Un'esperienza, quella di Eu-Ra,
che dall'ambito universitario e teorico da cui è nata, ha trovato
applicazione nel mondo della finanza, grazie ad un software brevettato
da Eu-Ra stessa che elabora e incrocia dati e studi statistici fino a
definire la classe di credito di una data azienda: dalla tripla AAA,
che stima l'eccellenza creditizia dell'impresa alla tripla CCC che
indica, al contrario, l'alto rischio (tra il 12 e il 15%) dell'impresa
analizzata. Tre i livelli di rating realizzati da Eu-Ra: rating tecnico
che deriva da stime di vulnerabilità, dipendenti dalla struttura
patrimoniale dell'impresa e costituisce un passaggio fondamentale per
capire il rischio di default e il cui scopo, quindi, è quello di
graduare il rischio di insolvenza. Il secondo livello è il rating di
impresa, ovvero l'associazione degli aspetti tecnici derivati dal primo
livello a quelli qualitativi dell'impresa e del settore di
appartenenza. Infine, il terzo livello, il rating per il merito di
credito, l'analisi dell'andamento dei rapporti intercorsi tra impresa e
sistema bancario e tra impresa e singola banca. 19 i settori di
riferimento e una ventina gli indicatori privilegiati che,
incrociandosi con studi statistici e di sensività, definisco appunto la
classe, l'indicatore. Ogni indicatore, chiarisce Maurizio Fanni,
diventa poi un sistema a sè perchè ogni settore produttivo è un mondo a
se stante, ha specificità e peculiarità precise. Ecco quindi che un
segmento di un certo settore può diventare o modello o stato
patologico, per tanto va incasellato. Cuore dell'attività di Eu-Ra sono
i software e un team di analisti specializzati. Il software Fund
Accounting, infatti, rappresenta uno dei più efficaci processi di
analisi dello stato di salute dell'impresa. Una volta introdotte le
informazioni contabili contenute nel bilancio d'esercizio dell'impresa
(stato patrimoniale e conto del risultato economico), il software
fornisce una riclassificazione dei dati patrimoniali ed economici
finalizzata all'analisi delle fonti e degli impieghi dei fondi.

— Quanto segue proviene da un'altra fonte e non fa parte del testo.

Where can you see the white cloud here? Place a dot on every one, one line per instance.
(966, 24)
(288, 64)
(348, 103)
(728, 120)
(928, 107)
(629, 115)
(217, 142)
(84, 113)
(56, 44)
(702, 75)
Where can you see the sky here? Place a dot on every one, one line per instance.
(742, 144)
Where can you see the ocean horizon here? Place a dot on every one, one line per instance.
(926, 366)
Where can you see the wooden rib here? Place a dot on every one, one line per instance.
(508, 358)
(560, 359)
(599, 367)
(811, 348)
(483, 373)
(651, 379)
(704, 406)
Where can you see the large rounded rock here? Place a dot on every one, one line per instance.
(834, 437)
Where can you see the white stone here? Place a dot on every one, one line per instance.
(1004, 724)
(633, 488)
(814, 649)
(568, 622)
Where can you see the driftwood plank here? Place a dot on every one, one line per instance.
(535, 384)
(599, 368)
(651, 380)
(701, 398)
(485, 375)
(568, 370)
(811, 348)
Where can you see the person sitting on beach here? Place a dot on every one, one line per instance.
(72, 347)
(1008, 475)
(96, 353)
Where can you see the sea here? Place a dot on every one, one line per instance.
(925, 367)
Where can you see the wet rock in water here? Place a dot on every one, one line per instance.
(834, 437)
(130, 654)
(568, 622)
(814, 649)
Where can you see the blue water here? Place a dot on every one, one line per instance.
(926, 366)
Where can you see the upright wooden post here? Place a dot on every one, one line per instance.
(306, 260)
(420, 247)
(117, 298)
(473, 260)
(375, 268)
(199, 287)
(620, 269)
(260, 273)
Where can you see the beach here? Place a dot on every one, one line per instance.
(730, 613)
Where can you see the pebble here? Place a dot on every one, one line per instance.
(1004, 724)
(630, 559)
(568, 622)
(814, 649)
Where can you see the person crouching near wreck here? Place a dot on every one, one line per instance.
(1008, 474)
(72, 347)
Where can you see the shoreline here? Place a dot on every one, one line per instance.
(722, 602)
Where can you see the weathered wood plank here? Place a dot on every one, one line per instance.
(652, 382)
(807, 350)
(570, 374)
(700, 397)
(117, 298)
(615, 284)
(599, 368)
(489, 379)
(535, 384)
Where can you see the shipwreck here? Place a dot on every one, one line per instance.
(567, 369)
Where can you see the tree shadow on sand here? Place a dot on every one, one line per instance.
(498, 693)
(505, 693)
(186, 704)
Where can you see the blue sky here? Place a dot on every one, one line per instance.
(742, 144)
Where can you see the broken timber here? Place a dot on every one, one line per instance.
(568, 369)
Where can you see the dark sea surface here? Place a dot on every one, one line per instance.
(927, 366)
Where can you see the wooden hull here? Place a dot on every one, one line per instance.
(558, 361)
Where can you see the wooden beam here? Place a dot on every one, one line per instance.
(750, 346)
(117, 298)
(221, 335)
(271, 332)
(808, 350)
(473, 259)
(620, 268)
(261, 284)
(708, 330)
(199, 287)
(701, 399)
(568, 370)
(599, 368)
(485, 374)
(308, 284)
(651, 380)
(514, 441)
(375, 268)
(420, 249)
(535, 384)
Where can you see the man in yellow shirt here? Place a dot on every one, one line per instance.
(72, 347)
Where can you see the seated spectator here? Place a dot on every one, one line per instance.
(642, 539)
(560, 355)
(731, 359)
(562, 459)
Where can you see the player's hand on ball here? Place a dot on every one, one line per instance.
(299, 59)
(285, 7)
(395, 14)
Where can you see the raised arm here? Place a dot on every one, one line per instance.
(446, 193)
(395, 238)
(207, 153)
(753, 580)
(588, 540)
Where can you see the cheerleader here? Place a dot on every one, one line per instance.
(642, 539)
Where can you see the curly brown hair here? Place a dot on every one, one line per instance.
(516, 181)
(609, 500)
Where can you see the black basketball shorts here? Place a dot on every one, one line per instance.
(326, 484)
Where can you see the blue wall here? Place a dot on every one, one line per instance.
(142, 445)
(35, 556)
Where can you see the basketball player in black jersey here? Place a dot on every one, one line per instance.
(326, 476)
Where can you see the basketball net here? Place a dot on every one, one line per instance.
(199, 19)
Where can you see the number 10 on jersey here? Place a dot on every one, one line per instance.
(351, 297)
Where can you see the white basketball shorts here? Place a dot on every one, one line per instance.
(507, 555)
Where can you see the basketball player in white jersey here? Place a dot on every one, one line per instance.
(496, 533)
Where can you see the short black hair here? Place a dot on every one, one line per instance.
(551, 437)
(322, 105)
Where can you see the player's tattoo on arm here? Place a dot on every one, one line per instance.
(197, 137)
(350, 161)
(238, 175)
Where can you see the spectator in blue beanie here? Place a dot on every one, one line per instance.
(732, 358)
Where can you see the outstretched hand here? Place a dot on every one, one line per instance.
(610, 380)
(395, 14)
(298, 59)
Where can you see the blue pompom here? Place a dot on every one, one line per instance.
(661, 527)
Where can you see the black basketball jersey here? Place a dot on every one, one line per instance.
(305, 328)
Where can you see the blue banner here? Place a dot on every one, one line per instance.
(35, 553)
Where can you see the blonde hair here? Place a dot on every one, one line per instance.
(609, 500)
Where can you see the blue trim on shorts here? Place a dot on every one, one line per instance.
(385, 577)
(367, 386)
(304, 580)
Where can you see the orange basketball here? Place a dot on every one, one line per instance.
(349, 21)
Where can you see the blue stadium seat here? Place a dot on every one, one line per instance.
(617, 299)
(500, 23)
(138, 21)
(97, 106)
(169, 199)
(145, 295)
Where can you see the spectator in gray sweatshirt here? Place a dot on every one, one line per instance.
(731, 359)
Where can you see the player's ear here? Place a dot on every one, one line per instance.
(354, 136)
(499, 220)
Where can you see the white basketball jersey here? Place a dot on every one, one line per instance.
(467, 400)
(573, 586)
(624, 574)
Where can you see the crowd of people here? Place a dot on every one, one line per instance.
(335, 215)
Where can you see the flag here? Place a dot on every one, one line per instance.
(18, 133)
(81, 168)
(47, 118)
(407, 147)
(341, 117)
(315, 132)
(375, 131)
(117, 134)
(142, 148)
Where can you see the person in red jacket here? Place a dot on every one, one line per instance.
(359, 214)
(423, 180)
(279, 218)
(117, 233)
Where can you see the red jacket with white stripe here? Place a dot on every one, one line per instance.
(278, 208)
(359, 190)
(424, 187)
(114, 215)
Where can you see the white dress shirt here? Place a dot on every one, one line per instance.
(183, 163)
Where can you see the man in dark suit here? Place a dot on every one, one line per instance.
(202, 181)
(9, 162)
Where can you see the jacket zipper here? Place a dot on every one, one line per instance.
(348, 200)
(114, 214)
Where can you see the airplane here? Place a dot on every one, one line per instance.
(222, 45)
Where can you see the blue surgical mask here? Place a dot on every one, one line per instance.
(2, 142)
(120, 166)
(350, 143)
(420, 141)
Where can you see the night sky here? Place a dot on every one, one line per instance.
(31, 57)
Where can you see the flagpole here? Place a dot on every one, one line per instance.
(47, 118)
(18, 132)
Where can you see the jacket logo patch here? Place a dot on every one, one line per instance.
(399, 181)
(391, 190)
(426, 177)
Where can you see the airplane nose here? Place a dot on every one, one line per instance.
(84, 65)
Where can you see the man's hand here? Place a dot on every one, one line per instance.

Il
software opera automaticamente per ottenere i drivers fondamentali per
la finanza moderna. Uno dei drivers principali è costituito dalla Cash
Flow Analysis. Un modello, quindi, sviluppato da Eu-Ra Europe Rating
SpA e inserito in un altro software, il Multi Criteria Credit Rating
(MCCR), il quale conduce all'attribuzione di un credit rating dei
fondamentali, ossia del profilo economico finanziario.